R. v. Great Lakes Stevedoring Company Ltd., 2019 ONCJ 895 (2019-12-18)
Facts: The Applicants (Great Lakes Stevedoring Company Ltd. (“Great Lakes”) and its former vice-president, Quebec Stevedoring Company Ltd. and its founder and chairman, and Snider Marine Terminals Inc. (“Snider”) and its president) were charged with discharging a contaniment into the natural environment in violation of 14(1) of the Ontario Environmental Protection Act (the “Act”) and failing to report that discharge contrary to s. 92(1)(a) of the Act. The charges stemmed from a discharge of cement clinker which fell and was discharged on some neighboring properties near the Port Weller Marine Terminal (the “Terminal”). Great Lakes and Snider marine Terminals Inc. (“Snider”) both own a 50% stake in the Terminal, which is located along the St. Lawrence Seaway and on federal Crown land. Snider leases the lands from the Crown’s agent, St. Lawrence Seaway Management Corporation, and pays the rent to the agent. Great Lakes was contracted for stevedoring services to move the cement clinker through the Terminal. The Applicants argued that those sections of the Act do not apply on the basis of “interjurisdictional immunity” and “federal paramountcy”, as stevedoring activities on federally owned property come within the exclusive core of federal jurisdiction and application of the provisions would frustrate the purpose of the Canada Marine Act and Seaway Property Regulations.
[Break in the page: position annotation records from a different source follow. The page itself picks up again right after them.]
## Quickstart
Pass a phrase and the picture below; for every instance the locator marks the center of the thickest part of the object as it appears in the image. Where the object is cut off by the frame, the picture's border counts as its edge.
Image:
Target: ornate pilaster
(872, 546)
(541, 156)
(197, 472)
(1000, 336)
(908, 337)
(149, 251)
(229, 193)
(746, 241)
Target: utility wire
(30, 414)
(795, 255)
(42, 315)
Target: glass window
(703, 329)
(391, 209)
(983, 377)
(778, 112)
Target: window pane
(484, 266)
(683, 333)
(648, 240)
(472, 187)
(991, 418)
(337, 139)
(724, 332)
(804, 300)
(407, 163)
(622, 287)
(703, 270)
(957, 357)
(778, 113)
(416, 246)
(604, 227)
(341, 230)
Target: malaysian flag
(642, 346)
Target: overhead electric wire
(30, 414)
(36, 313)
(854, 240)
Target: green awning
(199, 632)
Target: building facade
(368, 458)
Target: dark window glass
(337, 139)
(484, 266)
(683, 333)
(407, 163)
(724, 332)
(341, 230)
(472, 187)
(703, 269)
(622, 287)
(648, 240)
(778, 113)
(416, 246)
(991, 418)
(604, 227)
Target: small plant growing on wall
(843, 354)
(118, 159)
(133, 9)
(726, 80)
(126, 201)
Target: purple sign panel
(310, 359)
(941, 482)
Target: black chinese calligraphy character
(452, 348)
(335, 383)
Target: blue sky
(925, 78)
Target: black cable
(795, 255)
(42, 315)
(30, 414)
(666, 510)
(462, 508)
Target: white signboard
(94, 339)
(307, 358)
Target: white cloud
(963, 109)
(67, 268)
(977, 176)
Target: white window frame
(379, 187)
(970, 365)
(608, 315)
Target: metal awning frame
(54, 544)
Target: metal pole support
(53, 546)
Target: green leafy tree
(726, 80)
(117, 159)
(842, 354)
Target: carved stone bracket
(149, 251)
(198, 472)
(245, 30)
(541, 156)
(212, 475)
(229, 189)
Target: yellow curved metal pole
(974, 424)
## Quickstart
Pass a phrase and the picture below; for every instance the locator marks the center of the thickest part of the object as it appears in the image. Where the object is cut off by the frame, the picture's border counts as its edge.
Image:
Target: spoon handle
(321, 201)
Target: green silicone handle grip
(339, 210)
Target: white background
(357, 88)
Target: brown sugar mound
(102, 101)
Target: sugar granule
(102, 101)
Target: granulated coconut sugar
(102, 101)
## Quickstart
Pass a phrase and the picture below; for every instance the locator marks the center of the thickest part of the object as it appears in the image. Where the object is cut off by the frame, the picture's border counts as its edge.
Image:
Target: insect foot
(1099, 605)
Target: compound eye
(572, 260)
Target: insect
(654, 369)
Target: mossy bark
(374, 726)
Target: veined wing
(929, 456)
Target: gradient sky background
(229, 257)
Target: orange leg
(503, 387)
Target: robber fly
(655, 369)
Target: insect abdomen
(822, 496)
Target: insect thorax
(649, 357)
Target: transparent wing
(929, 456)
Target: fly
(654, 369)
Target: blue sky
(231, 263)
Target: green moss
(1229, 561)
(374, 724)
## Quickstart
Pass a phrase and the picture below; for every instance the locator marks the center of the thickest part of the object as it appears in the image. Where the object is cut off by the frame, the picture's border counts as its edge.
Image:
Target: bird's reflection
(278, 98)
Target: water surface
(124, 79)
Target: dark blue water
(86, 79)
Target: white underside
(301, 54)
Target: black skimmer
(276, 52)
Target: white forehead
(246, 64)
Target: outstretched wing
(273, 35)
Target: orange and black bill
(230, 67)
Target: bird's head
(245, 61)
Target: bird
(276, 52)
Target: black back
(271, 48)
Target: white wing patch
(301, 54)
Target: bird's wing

Held: Application dismissed.
Decision: The Court outlined the principle of interjurisdictional immunity and reiterated that the doctrine protects the core of each head of legislative power in ss. 91 and 92 of the Constitution Act. In doing so, the Court rejected the Applicant’s argument that provincial authourities directed significant operational changes that ultimately undermined stevedoring activity, holding that the sections of the Act do not intrude on any matter that is indispensable for the loading and unloading of cargo from ships or removal of cargo from a port. All that is required is that the applicants load and unload cargo in a manner that does not discharge contaminants into the natural environment and report such discharges if they occur. On the federal paramountcy challenge, the Court noted that the Canada Marine Act’s preamble declares its purpose is to, among other things, provide for the commercialization of the St. Lawrence Seaway and also calls for a balance between economic objectives and other interests, including environmental concerns. The Court also noted that the Seaway Property Regulations charges the manager of the Terminal, as agent of the federal Crown, to harmonize those competing interests and that any activity produces prohibited results then the federal manager has jurisdiction to bar the activity or subject It to conditions to mitigate the results. As such there was no inconsistency with the Seaway Property Regulations as the permission of an activity by federal authourities does not mean the applicants were excused from compliance with valid provincial legislation.